Für die Ärzte ist Peter Suhrkamp ein Patient wie jeder andere, seine Diagnose war schnell gefunden: Hysterie. „Hysterie wurde den Soldaten gerne angedichtet“, erklärt Maria Hermes-Wladarsch, „denn wäre der Krieg schuld an ihrem Zustand gewesen, hätten vielleicht Zahlungsforderungen seitens der Soldaten entstehen können.“ Zudem war die damals diagnostizierte Krankheit „Hysterie“ ein rein weibliches Phänomen und diente dazu, die Soldaten zu verweichlichen. Dementsprechend wurde der Krieg als Ursache für den Zusammenbruch und die Depression Suhrkamps nicht ernsthaft in Betracht gezogen: Stattdessen wurden eine „traurige Stimmung und morgendlicher Brechreiz“ bemerkt, und seine unglückliche Ehe als Grund seiner Leiden schnell gefunden.
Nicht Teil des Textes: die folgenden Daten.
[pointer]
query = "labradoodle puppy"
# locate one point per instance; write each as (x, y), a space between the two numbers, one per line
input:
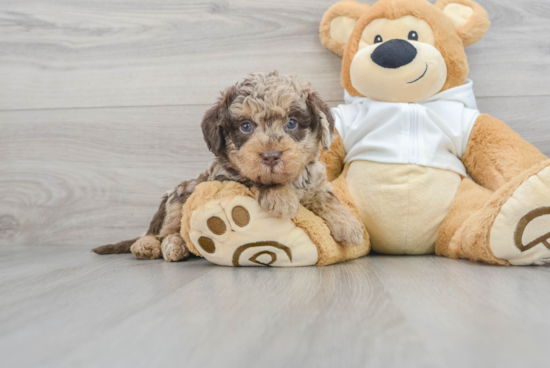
(267, 133)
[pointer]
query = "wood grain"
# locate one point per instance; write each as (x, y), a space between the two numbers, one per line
(80, 309)
(57, 54)
(100, 104)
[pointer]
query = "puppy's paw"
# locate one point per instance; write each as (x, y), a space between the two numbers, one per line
(174, 248)
(147, 247)
(281, 202)
(346, 229)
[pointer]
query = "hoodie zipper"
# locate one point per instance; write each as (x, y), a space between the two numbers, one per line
(413, 134)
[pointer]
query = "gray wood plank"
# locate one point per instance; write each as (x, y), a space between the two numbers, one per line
(62, 171)
(56, 54)
(378, 311)
(91, 176)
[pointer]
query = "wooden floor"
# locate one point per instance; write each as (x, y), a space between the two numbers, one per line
(100, 104)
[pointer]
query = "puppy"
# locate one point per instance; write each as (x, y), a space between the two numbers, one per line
(267, 133)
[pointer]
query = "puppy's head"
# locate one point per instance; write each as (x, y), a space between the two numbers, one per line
(269, 127)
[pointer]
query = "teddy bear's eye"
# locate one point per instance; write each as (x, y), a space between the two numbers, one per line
(413, 36)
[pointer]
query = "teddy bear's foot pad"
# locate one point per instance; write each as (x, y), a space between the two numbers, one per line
(521, 231)
(238, 232)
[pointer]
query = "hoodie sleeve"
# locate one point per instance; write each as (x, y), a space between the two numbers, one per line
(344, 115)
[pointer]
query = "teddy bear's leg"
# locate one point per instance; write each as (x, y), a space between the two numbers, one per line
(495, 154)
(469, 199)
(224, 223)
(509, 226)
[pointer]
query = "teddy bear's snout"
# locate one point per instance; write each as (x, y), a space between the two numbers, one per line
(394, 54)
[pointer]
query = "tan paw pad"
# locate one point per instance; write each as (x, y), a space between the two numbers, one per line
(521, 231)
(237, 232)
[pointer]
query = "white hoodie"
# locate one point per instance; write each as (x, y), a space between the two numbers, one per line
(431, 133)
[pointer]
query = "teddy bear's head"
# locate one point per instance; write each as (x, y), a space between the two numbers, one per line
(403, 50)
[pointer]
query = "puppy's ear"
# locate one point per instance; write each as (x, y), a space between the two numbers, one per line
(322, 116)
(214, 120)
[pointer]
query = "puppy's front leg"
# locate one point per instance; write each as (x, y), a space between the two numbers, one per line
(344, 227)
(280, 200)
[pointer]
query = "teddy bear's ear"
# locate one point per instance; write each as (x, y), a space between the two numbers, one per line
(469, 18)
(338, 22)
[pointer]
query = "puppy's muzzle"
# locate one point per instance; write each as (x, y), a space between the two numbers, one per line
(271, 159)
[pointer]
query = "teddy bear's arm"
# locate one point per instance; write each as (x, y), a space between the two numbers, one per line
(334, 158)
(495, 153)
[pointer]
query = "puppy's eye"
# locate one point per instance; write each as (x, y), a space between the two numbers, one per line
(292, 124)
(246, 127)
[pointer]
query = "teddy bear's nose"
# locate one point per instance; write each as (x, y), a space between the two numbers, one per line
(394, 54)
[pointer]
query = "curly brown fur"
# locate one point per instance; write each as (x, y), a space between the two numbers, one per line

Peter Suhrkamp hingegen fand erst in der Psychiatrie die Ruhe, um sich mit dem Krieg auseinanderzusetzen. Seine Erlebnisse dort kamen ihm immer stärker ins Bewusstsein, die Erschießung eines englischen Soldaten wird für ihn zum Schlüsselerlebnis: „In der Krankenakte wird der Mord an dem Engländer lediglich ein einziges Mal erwähnt“, erzählt die Kulturwissenschaftlerin, „seine Gewalterfahrung im Ersten Weltkrieg wurde in der Psychiatrie überhaupt nicht reflektiert.“
Zwar behinderten die Ärzte die Auseinandersetzung mit dem Krieg nicht, ebenso wenig förderten sie jedoch solch einen Disput. Auch die ebenfalls gestellte Diagnose „Psychopathie mit epileptischen Stufungen“ fußte nicht auf den Erlebnissen im Krieg, sondern, neben der unglücklichen Ehe, auch auf einer erblichen Belastung: „Der Vater war geizig, die Tante war anormal“.
Peter Suhrkamp erlebte die Psychiatrie als „Irrenhaus“. Zur Behandlung erhielt er nicht nur eine Vielzahl verschiedener Medikamente wie Morphium oder Luminal, ein Mittel gegen Epilepsie, sondern auch Therapiemethoden zur Beruhigung: So wurden dem Patienten bei 35 bis 37 Grad Wassertemperatur mehrere Tage ununterbrochen Bäder verabreicht. Der Erfolg dieser überwiegend auf körperliche Symptome ausgerichteten Behandlung war überschaubar: Im Januar 1919 bekam Peter Suhrkamp beim Hören von Militärmusik umgehend Magenkrämpfe. Kurz darauf erfolgte die Entlassung Suhrkamps aus dem St.-Jürgen-Asyl. Er wurde als „dauernd militärunfähig“ eingestuft.